The standard model of teacher professional development is based on the idea that teachers lack important knowledge. For the past 20 years, most professional development has therefore been designed to address those deficits. The result has been teachers who are more knowledgeable, but no more effective in practice. Changes in what teachers know or believe will not benefit students unless teachers also change what they do in classrooms. We have been focusing on getting teachers to think their way into a new way of acting, whereas it would be far more effective to get teachers to act their way into a new way of thinking.

Unfortunately, changing teacher practice is difficult, because it involves changing long-established habits. On the other hand, we are beginning to learn what kinds of structures need to be in place to help teachers change habits. Teachers need to be able to exercise choice, to find ideas that suit their personal style, and they also need the flexibility to take other people’s ideas and adapt them to work in their own classrooms. Because teachers use a number of well-established routines to manage their classrooms, changing these can make their teaching, at least in the short- term, less fluent, so they need to take small steps as they develop their practice.

Teachers need, however, to be accountable for developing their practice: the evidence is that, left to their own devices, teachers improve their practice slowly, if at all. And, because changes in practice are so difficult, they also need to be given support for change.

The problem is that our schools are inundated with initiatives, and too many try to embrace them all. When everything is a priority, nothing is, and schools have to be selective about where they invest their efforts. When there is clear evidence about what works, to do otherwise is frankly self-indulgent.

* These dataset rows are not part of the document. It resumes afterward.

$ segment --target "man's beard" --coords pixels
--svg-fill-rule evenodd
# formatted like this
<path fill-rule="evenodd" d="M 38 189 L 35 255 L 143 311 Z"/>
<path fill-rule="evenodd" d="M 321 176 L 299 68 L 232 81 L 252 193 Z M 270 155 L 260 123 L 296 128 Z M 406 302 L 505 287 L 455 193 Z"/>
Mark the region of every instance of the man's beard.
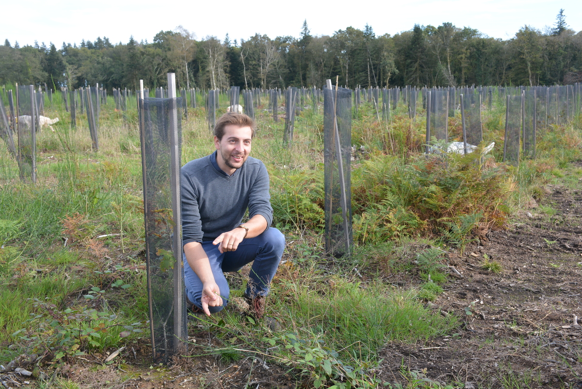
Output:
<path fill-rule="evenodd" d="M 243 163 L 240 164 L 240 166 L 238 166 L 238 167 L 234 166 L 230 162 L 230 157 L 231 157 L 231 155 L 230 154 L 229 154 L 227 156 L 226 158 L 225 158 L 225 155 L 223 154 L 222 154 L 222 153 L 221 153 L 221 155 L 222 157 L 222 161 L 224 162 L 224 164 L 226 165 L 226 166 L 228 166 L 228 167 L 230 168 L 231 169 L 240 169 L 240 168 L 243 167 L 243 165 L 244 165 L 244 162 L 246 161 L 246 160 L 244 158 L 244 156 L 242 155 Z"/>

Effective leadership is rarely about stopping people doing unproductive things. In most public service organisations, people are, in the main, genuinely interested in doing good. The problem is that when resources are limited (as they always are), then whether something is good is irrelevant. What matters is whether there is something better that could be done with the same resources. That is why leadership is so hard. It requires preventing people from doing good things to give them time to do even better things.

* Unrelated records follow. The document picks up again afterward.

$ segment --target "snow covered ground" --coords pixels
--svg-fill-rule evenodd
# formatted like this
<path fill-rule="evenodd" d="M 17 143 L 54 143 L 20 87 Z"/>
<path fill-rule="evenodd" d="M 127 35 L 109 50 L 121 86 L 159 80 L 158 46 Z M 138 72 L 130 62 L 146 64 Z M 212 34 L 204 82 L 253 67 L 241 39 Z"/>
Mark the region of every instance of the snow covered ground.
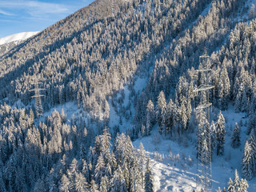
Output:
<path fill-rule="evenodd" d="M 218 110 L 214 110 L 214 112 Z M 218 186 L 226 187 L 229 178 L 234 178 L 235 169 L 241 178 L 241 162 L 245 146 L 247 118 L 244 113 L 234 113 L 234 107 L 229 106 L 228 110 L 222 111 L 226 119 L 226 146 L 224 156 L 213 157 L 212 161 L 212 191 L 217 191 Z M 242 145 L 238 149 L 230 146 L 230 136 L 235 122 L 242 124 Z M 154 172 L 154 186 L 155 191 L 193 191 L 196 189 L 196 135 L 191 134 L 187 139 L 178 142 L 177 139 L 167 139 L 158 134 L 157 126 L 150 136 L 142 138 L 134 142 L 134 146 L 138 149 L 140 142 L 144 146 L 146 154 L 150 155 Z M 154 138 L 159 137 L 161 141 L 154 144 Z M 256 178 L 249 183 L 249 192 L 256 191 Z"/>
<path fill-rule="evenodd" d="M 38 33 L 39 33 L 39 31 L 23 32 L 23 33 L 11 34 L 7 37 L 0 38 L 0 45 L 6 44 L 6 43 L 15 42 L 15 41 L 26 40 L 32 37 L 33 35 L 37 34 Z"/>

For leaders, the requirement is to create a culture for the continuous improvement of practice, and to keep the focus on a small number of things that are likely to improve outcomes for students.

We need people who are drawn to the profession not because it is easy, but because it is hard - a job that is so difficult that one’s daily experience is of failure, but one where, each day, to quote Samuel Beckett, one can “fail better”.

Dylan Wiliam is deputy director of the Institute of Education at the University of London.

This is an abridged version of a talk given earlier this year.